In virtue of his achievements, high prestige earned on the field, he was sent to Palermo as prefect of the city after the murder of the unionist and communist political man Pio La Torre. In the three years before his establishment, the Mafia had murdered, among others, skilled detectives, magistrates and other government officials, including Boris Giuliano, Cesare Terranova, Piersanti Mattarella and Gaetano Costa.

Although Dalla Chiesa served as the prefect of Palermo for over one hundred days in the midst of the Second Mafia War, he was not granted the government-promised (and vaguely defined) "special powers", complaining about the issue in a famous and controversial August 1982 interview with Giorgio Bocca of La Repubblica.

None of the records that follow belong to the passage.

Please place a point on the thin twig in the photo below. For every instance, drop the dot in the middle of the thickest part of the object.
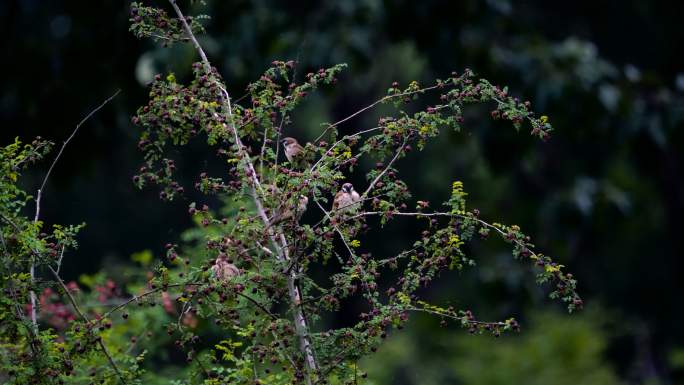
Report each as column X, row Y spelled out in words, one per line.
column 281, row 250
column 40, row 193
column 85, row 318
column 368, row 107
column 396, row 156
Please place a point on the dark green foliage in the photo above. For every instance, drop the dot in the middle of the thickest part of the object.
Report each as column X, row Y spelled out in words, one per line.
column 239, row 298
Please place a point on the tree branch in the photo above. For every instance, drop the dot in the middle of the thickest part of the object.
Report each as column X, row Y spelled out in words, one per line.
column 40, row 194
column 281, row 250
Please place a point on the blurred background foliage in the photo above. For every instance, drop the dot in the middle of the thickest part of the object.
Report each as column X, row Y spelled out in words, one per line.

The massacre also surprised the public for the "military" style with which it was executed: Dalla Chiesa and his wife were hit by an AK-47, a military assault rifle. Dalla Chiesa's assassination has also given rise to discussion in journalistic, academic, and judicial circles that his assassination was linked to the memoir written by Aldo Moro during his 1978 kidnapping. Specifically, Dalla Chiesa was believed to have had access to a complete, and non-public version of Moro's memoir that may have contained revelations about government involvement in his abduction.

==Investigations==
The lead killer was Giuseppe Greco, who was later convicted in absentia of the crime at the Maxi Trial when he was already dead without the judges knowing. A number of other gunmen were involved, including Giuseppe Lucchese, who was also sentenced to life imprisonment for the crime at the Maxi Trial. Bernardo Provenzano, Salvatore Riina, Giuseppe Calò, Bernardo Brusca, Francesco Madonia, Nenè Geraci and Francesco Spadaro were later also sentenced to life imprisonment in absentia for ordering the killing.